Re: Too many BitmapAnds in the wild - Mailing list pgsql-general

From Tom Lane
Subject Re: Too many BitmapAnds in the wild
Date
Msg-id 28692.1537222312@sss.pgh.pa.us
Whole thread Raw
In response to Too many BitmapAnds in the wild  (Seamus Abshere <seamus@abshere.net>)
List pgsql-general
Seamus Abshere <seamus@abshere.net> writes:
> hey,
> We see a fair number of incorrectly chosen BitmapAnd plans in the wild at Faraday... enough that googling the problem
endsup at our old posts to this mailing list 😀. An attractive solution was proposed by Jeff Janes [1] 

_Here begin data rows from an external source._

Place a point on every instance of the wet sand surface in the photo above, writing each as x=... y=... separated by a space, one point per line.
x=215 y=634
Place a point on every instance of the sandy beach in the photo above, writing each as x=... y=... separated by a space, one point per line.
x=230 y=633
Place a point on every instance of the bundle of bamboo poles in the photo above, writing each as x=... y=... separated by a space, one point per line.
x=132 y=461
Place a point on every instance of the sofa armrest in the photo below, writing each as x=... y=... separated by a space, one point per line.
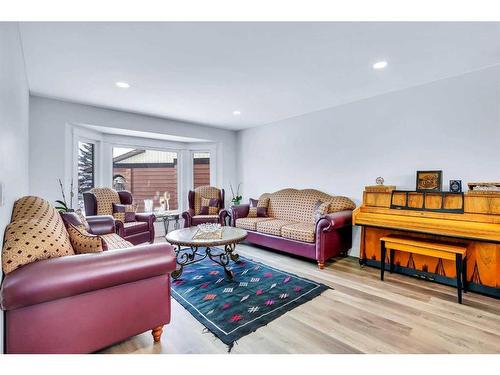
x=223 y=214
x=239 y=211
x=103 y=224
x=145 y=217
x=120 y=228
x=57 y=278
x=333 y=221
x=187 y=216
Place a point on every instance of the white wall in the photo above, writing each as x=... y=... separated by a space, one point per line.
x=14 y=119
x=50 y=127
x=451 y=125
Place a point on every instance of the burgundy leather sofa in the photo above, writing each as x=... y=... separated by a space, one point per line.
x=193 y=216
x=83 y=303
x=140 y=231
x=327 y=237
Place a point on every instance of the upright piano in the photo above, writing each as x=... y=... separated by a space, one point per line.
x=471 y=219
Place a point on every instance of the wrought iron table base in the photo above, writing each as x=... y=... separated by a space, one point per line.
x=191 y=255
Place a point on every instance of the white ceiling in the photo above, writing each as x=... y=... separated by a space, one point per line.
x=202 y=72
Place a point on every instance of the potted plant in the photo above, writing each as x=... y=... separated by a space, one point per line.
x=236 y=198
x=63 y=204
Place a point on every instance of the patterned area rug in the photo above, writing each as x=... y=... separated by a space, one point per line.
x=231 y=309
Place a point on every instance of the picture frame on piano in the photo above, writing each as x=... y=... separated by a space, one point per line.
x=429 y=181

> - *cost += 0.1 * cpu_operator_cost * path->rows;
> + *cost += 6 * cpu_operator_cost * path->rows;

> It appears this constant hasn't been changed for 7 years [2].

AFAICT you are pointing at this:

cost_bitmap_tree_node(Path *path, Cost *cost, Selectivity *selec)
{
    if (IsA(path, IndexPath))
    {
        *cost = ((IndexPath *) path)->indextotalcost;
        *selec = ((IndexPath *) path)->indexselectivity;

        /*
         * Charge a small amount per retrieved tuple to reflect the costs of
         * manipulating the bitmap.  This is mostly to make sure that a bitmap
         * scan doesn't look to be the same cost as an indexscan to retrieve a
         * single tuple.
         */
        *cost += 0.1 * cpu_operator_cost * path->rows;
    }

which does not seem like the place to be putting your thumb on the scale
if you want to discourage bitmap ANDs.  That would increase the estimate
for plain bitmap scans as well as ANDs.  Moreover, there's no plausible
reasoning for this adjustment being more than a minimal one.

There's a different fudge factor in cost_bitmap_and_node (also in
cost_bitmap_or_node) that would probably be more plausible to twiddle:

     * The runtime cost of the BitmapAnd itself is estimated at 100x
     * cpu_operator_cost for each tbm_intersect needed.  Probably too small,
     * definitely too simplistic?

        if (l != list_head(path->bitmapquals))
            totalCost += 100.0 * cpu_operator_cost;

I'd be the first to say that that number has no experimental basis,
plus modeling it as a quasi-constant is theoretically wrong; surely
it ought to vary depending on how big we think the bitmap might be.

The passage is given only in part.